String theory was originally used to attempt to explain the strong nuclear force. It had an irritating side effect, however. It required the existence of a particle without mass and two units of spin which didn't fit anywhere into the strong force. This idea was placed on the back-burner, and in 1971 supersymmetry was applied to strings which incorporated fermions as well as bosons, thus replacing bosonic string theory . In 1973, quantum chromodynamics (QCD) became the dominant theory for the strong force, nearly ending string theory's short career. The following year (1974), however, it was proposed that strings be used for a "unified theory". The unwanted particle that was problematic when strings were applied to the strong force? That became an ideal candidate for the graviton--a particle missing from physics prior to this realization 4.

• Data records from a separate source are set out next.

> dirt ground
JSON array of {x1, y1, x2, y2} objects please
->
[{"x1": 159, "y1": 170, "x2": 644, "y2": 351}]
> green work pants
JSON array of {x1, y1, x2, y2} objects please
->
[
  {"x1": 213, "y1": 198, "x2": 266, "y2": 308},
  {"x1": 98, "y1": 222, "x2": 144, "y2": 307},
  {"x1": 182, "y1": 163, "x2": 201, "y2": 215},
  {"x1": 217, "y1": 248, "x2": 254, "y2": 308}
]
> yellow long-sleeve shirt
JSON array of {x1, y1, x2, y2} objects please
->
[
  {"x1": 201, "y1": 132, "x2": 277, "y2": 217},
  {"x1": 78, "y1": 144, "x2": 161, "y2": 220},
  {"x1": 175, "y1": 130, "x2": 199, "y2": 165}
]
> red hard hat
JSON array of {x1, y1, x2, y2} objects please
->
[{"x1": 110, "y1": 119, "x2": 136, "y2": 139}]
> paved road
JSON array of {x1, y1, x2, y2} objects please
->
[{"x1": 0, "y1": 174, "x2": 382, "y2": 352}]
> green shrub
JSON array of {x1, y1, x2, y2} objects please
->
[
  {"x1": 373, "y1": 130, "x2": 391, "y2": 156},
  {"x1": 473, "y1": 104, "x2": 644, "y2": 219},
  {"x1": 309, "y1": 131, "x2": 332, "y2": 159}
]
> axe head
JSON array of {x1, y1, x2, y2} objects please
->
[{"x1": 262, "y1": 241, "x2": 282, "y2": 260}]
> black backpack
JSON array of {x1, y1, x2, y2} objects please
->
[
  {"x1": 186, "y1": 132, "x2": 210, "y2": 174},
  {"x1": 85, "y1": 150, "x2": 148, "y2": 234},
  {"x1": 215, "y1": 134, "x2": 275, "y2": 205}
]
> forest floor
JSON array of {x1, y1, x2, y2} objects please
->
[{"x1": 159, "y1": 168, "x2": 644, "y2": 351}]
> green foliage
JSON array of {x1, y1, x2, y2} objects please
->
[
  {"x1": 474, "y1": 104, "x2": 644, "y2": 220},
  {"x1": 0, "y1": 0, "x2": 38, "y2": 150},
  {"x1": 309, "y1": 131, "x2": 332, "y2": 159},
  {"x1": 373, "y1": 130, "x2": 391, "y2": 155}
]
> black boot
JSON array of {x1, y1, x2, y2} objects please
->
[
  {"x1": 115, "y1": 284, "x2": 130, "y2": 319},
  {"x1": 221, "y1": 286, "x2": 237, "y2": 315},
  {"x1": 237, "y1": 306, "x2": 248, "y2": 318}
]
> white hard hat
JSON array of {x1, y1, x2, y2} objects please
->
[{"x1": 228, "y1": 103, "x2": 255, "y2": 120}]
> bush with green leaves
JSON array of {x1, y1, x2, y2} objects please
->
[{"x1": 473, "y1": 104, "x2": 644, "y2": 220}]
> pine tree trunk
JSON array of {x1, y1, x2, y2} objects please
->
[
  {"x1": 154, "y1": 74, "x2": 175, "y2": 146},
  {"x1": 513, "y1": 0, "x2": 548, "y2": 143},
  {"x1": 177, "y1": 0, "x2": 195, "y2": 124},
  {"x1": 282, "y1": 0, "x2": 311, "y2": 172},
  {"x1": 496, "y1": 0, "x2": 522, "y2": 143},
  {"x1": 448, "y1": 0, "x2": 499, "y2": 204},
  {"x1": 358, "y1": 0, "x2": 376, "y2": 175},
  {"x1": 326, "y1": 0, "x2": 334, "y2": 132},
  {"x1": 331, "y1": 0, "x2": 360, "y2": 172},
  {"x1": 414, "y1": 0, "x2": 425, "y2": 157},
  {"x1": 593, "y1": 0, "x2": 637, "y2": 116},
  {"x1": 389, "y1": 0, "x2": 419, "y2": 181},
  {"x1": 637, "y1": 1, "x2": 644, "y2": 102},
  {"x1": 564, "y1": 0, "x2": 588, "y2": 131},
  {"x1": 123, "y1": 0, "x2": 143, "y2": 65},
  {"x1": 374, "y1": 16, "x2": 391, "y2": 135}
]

The first string revolution occurred in 1984. In this year, Greene and Schwarz discovered that anomalies in the math behind strings conveniently cancelled. The immediate result of this was the advancement of five consistent superstring theories that exist in ten-dimensional spacetime. This is the year when string theory went from backyard science to mainstream 6.

In 1987, Gross, Harvey, Martinec, and Rohm discovered the E8xE8 Heterotic superstring theory. The SU(3)xSU(2)xU(1) gauge group of the standard model fits under this theory in one of the E8 groups. It would interact with the other E8 group only through gravity, which could provide an explanation for dark matter 3.

In 1994, Seiberg and Witten found supersymmetric gauge theories while Hull and Townsend found string dualities (to be discussed in the next section). The second revolution resulted in the realization that the five superstring theories, plus a sixth found later that exists in eleven dimensions, are manifestations of an underlying M-theory that ties them all together 6.